Try to capture the scenery that surrounded the recording of this Beatminerz produced classic when you listen to it. Certainly Rasta-influenced, the Beatminerz dug up their signature dirty, dusty, dingy drums for this masterpiece as Afu, Tek & Steele sound more like a cohesive trio than two separate acts pieced together for the sake of a notable “guest appearance” intended to generate more album sales.
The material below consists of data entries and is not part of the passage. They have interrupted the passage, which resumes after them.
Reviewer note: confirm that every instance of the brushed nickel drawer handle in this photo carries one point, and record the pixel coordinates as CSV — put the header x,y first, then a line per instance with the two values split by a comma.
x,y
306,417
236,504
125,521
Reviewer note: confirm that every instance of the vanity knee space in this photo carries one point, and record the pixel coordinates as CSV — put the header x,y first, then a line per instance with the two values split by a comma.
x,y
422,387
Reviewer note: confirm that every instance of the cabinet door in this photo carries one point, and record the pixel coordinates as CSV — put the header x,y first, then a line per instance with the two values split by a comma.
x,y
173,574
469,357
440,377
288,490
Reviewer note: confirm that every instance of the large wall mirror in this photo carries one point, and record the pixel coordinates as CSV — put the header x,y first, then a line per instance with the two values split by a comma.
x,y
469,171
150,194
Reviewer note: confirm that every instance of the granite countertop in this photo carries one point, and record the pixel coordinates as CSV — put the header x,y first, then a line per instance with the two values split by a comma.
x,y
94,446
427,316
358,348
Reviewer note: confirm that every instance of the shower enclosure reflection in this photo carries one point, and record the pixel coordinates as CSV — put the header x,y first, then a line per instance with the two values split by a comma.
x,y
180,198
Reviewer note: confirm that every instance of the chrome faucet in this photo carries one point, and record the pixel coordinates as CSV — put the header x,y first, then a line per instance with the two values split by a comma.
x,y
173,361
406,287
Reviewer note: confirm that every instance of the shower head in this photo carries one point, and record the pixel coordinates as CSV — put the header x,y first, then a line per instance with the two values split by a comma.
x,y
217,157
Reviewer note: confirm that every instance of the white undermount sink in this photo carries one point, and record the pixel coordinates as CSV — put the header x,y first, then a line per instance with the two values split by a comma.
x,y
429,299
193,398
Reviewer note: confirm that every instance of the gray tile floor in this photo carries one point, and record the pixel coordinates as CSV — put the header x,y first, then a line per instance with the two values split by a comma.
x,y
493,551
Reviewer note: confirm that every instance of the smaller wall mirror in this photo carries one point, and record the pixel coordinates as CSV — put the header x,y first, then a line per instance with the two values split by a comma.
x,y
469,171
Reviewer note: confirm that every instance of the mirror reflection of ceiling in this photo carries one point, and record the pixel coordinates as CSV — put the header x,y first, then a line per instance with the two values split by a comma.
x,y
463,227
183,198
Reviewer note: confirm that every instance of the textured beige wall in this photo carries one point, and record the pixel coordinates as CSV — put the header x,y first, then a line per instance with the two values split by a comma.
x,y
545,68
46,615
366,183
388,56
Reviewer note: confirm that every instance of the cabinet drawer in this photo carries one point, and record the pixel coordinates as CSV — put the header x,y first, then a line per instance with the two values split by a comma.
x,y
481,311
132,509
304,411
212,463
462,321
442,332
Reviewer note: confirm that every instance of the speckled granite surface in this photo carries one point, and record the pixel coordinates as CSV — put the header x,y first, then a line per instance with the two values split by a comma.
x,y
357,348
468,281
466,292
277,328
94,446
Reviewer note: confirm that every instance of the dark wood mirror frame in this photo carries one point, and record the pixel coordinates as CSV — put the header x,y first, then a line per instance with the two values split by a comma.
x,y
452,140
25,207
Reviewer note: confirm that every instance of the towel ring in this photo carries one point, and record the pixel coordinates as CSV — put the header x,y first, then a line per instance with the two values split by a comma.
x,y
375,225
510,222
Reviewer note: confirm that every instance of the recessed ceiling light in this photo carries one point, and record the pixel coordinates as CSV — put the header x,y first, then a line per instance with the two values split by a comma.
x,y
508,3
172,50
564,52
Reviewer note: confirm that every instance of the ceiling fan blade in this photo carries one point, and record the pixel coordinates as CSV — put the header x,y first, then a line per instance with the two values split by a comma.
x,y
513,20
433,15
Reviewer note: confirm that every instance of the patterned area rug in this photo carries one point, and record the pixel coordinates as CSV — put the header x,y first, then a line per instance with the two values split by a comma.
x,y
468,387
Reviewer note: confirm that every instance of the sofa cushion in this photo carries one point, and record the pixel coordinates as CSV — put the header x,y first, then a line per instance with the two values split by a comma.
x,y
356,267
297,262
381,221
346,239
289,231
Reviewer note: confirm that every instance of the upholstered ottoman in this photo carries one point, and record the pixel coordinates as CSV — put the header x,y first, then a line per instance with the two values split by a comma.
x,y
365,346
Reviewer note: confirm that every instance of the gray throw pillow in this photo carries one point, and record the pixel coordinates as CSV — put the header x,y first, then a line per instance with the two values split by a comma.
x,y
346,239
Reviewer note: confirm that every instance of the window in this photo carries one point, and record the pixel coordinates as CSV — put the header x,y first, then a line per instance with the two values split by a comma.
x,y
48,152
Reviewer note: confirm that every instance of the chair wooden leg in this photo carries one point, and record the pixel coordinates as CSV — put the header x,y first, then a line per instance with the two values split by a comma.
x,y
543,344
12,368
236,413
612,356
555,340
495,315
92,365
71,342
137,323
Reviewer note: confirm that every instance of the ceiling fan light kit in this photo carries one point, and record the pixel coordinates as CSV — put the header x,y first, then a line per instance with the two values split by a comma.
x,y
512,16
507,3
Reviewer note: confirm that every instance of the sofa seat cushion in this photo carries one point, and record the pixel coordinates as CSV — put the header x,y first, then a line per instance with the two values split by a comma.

Being that this track was released around the time when the Down South movement had just begun to generate a head of steam, one could only imagine what a breath of fresh air was when this track played out on my DiscMan.
Taken From: “HII”-DJ Honda (1998, Relativity)
In the mid-’90s, DJ Honda released a slew of singles while making international headway in the club scene and made his debut with “Out for the Cash” which featured the Beatnuts, Fat Joe and Problemz in 1995. Hll followed-up his debut nearly three years later, showcasing collaborations with De La Soul and KRS-1 on the Relativity-released “HII”. Honda’s self-titled debut was fairly solid and 1998 only brought forth more goodness in the form of “HII”, namely the album’s finale, which featured (at the time) a little-known MC by the name of Mos Def.
My love for “Travellin’ Man” was recently rekindled in the last few years, after hearing CL Smooth rip the track on his J. Period assisted mixtape “Man On Fire”. Honda hit the nail on the head when he was able to tie down Mos Def for this track. “Travellin’ Man” features one of the best produced beats I’ve ever heard from Honda as Mos Def wails: “Memories..don’t live like people do..they always remember you..” without being annoying or “Ja-Rulish”, if you catch my drift?